Risk factors associated with a poor prognosis
Univariate analysis
Significant differences of mOS were observed in cardiovascular disease (+ 11 months vs. - 27 months, p=0.001), central nervous system disease (+ 9 months vs. + 26 months, p=0.038), post-treatment KPS (<60% 12 months vs. ≥60% 34 months, p<0.001), presence of chemotherapy (+ 30 months vs. - 12 months, p<0.001), presence of radiotherapy (+ 25 months vs. - 9 months, p=0.045), best response rate of CR and CRu within 3 months (CR and CRu 30 months vs. PR, SD, PD, and NA 12 months, p=0.013), post-treatment pneumonia and other infections (+ 16 months vs. - 27 months, p<0.001), and post-treatment DVT, PE, and cardiac complications (+ 11.5 months vs. - 26 months, p=0.001) (Tables 1 and Fig. 3).

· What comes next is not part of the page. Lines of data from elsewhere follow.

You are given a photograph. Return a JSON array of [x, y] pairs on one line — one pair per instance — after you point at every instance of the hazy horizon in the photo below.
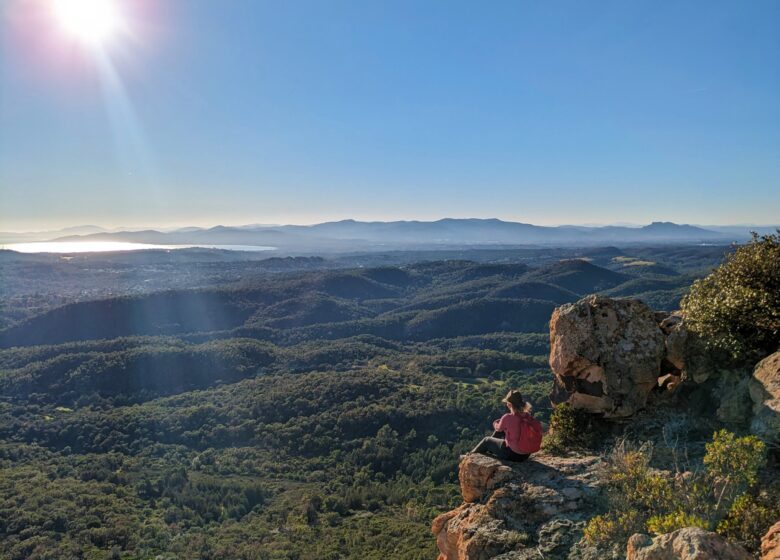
[[183, 113], [207, 225]]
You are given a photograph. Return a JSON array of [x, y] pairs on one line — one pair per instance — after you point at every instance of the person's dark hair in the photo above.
[[515, 398]]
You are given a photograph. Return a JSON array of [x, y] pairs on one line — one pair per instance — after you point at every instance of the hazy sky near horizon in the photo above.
[[549, 112]]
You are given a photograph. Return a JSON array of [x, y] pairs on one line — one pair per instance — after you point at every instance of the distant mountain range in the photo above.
[[348, 235]]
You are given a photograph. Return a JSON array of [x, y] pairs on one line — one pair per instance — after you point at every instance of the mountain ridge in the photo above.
[[353, 234]]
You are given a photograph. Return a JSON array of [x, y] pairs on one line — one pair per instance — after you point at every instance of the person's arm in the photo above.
[[500, 424]]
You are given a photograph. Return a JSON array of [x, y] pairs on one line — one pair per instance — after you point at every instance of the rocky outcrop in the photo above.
[[770, 543], [606, 354], [519, 511], [764, 388], [690, 543]]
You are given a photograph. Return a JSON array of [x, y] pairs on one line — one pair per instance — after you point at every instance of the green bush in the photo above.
[[736, 309], [661, 502], [749, 518], [570, 429], [660, 524]]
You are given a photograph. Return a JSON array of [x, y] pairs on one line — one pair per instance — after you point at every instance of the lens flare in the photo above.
[[92, 22]]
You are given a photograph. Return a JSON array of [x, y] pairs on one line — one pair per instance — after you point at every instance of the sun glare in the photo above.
[[92, 22]]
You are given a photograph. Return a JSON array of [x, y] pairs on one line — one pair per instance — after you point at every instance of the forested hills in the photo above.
[[310, 414]]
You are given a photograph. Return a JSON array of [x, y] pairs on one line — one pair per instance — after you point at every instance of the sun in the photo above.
[[93, 22]]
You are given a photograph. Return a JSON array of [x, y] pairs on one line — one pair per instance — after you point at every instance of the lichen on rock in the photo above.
[[519, 510], [764, 386], [690, 543], [606, 355]]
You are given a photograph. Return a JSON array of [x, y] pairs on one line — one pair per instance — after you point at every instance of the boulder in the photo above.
[[735, 405], [676, 339], [523, 509], [479, 473], [764, 386], [770, 543], [606, 355], [690, 543]]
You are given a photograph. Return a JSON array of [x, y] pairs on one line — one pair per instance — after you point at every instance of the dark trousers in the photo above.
[[496, 446]]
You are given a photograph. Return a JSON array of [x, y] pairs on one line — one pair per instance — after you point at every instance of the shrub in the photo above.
[[661, 503], [570, 428], [660, 524], [732, 465], [736, 309], [613, 527], [748, 519]]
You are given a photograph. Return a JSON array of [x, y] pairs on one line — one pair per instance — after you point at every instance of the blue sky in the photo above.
[[248, 111]]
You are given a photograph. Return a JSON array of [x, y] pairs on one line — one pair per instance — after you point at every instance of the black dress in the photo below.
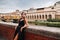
[[20, 34]]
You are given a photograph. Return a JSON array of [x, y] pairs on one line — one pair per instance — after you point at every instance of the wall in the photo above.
[[7, 30]]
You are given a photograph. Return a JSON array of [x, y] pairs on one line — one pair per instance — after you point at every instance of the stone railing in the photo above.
[[32, 32]]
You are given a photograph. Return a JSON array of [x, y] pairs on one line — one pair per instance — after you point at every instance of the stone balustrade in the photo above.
[[32, 32]]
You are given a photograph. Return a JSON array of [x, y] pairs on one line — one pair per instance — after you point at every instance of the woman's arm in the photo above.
[[25, 26]]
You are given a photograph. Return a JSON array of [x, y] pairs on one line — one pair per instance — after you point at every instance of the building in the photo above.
[[51, 12]]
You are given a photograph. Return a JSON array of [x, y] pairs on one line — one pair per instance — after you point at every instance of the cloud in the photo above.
[[12, 5]]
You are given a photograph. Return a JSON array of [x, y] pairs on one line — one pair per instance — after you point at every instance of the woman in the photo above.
[[19, 32]]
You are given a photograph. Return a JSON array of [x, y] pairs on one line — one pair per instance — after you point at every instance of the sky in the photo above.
[[11, 5]]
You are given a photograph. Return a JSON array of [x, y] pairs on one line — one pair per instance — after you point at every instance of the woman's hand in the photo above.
[[21, 29]]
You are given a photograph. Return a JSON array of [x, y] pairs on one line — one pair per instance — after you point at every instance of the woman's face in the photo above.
[[23, 15]]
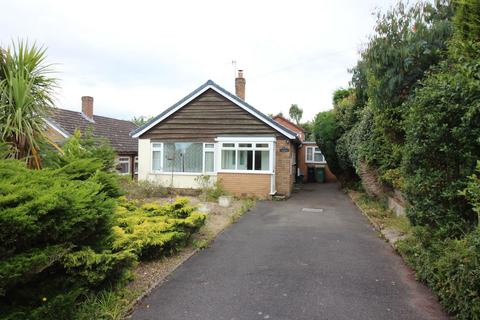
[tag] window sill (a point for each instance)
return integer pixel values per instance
(245, 171)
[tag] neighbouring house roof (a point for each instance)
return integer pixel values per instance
(115, 130)
(233, 98)
(290, 123)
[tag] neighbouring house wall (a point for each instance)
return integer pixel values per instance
(208, 116)
(329, 176)
(303, 166)
(284, 169)
(246, 184)
(144, 159)
(286, 123)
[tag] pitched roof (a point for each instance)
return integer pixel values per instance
(288, 121)
(233, 98)
(116, 131)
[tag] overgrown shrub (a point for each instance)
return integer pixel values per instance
(443, 143)
(451, 268)
(143, 188)
(55, 235)
(153, 230)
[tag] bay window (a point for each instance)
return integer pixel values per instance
(157, 156)
(198, 158)
(209, 157)
(314, 155)
(183, 157)
(123, 165)
(245, 156)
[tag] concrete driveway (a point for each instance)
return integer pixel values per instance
(281, 262)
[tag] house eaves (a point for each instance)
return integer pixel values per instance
(237, 101)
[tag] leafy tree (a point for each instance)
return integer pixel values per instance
(340, 94)
(326, 135)
(295, 113)
(26, 96)
(407, 42)
(442, 144)
(308, 127)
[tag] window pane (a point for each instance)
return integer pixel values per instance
(228, 159)
(245, 160)
(318, 157)
(192, 160)
(309, 154)
(183, 157)
(157, 160)
(228, 145)
(262, 160)
(209, 162)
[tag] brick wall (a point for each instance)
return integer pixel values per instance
(284, 170)
(246, 184)
(329, 176)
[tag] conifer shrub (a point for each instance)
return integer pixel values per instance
(55, 238)
(152, 229)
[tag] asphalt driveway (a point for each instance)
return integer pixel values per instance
(282, 262)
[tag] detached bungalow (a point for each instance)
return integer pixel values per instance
(214, 132)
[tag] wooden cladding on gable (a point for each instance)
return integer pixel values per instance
(208, 116)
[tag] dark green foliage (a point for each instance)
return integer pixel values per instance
(295, 113)
(87, 157)
(414, 117)
(408, 40)
(154, 230)
(55, 235)
(451, 268)
(443, 143)
(326, 135)
(472, 191)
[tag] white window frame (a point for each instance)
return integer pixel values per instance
(121, 159)
(204, 151)
(156, 146)
(254, 142)
(314, 151)
(208, 147)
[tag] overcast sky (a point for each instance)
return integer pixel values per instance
(139, 57)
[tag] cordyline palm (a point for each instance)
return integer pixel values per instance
(26, 96)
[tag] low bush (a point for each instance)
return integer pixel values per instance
(153, 230)
(143, 189)
(451, 268)
(55, 239)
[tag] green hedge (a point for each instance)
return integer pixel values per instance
(55, 232)
(63, 236)
(451, 268)
(153, 230)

Cox proportional hazards model
Independent variables were defined as age (≥76/<76 years), sex (M/F), pre-treatment KPS (<50%/≥50%), HT (+/-), DM (+/-), HL (+/-), previous systemic cancer (+/-), history of cardiovascular disease (+/-), history of central nervous system disease (+/-), chemotherapy (-/+), radiotherapy (-/+), post-treatment KPS (<60/≥60), best response rate within 3 months (CR+CRu/PR+NC+PD+NC), post-treatment pneumonia/other infections (+/-), post-treatment DVT/PE/cardiac disease (+/-), and renal dysfunction (+/-); multivariate analysis was performed using a Cox proportional hazards model. The results showed that there was a significant association between pre-treatment cardiovascular disease (HR 3.432; 95% CI 1.612-7.065; p=0.002), pre-treatment central nervous system disease (HR 2.869; 95% CI 1.280-6.126; p=0.012), radiotherapy(-/+) (HR 3.536; 95% CI 1.748-6. 854; p=0.001), chemotherapy(-/+) (HR 3.733; 95%CI 1.994-6.959; p<0.001), and post-treatment pneumonia and other infections (HR 3.505; 95%CI 1.827-6.665; p<0.001); these were all determined to be independent prognostic factors (Table 2).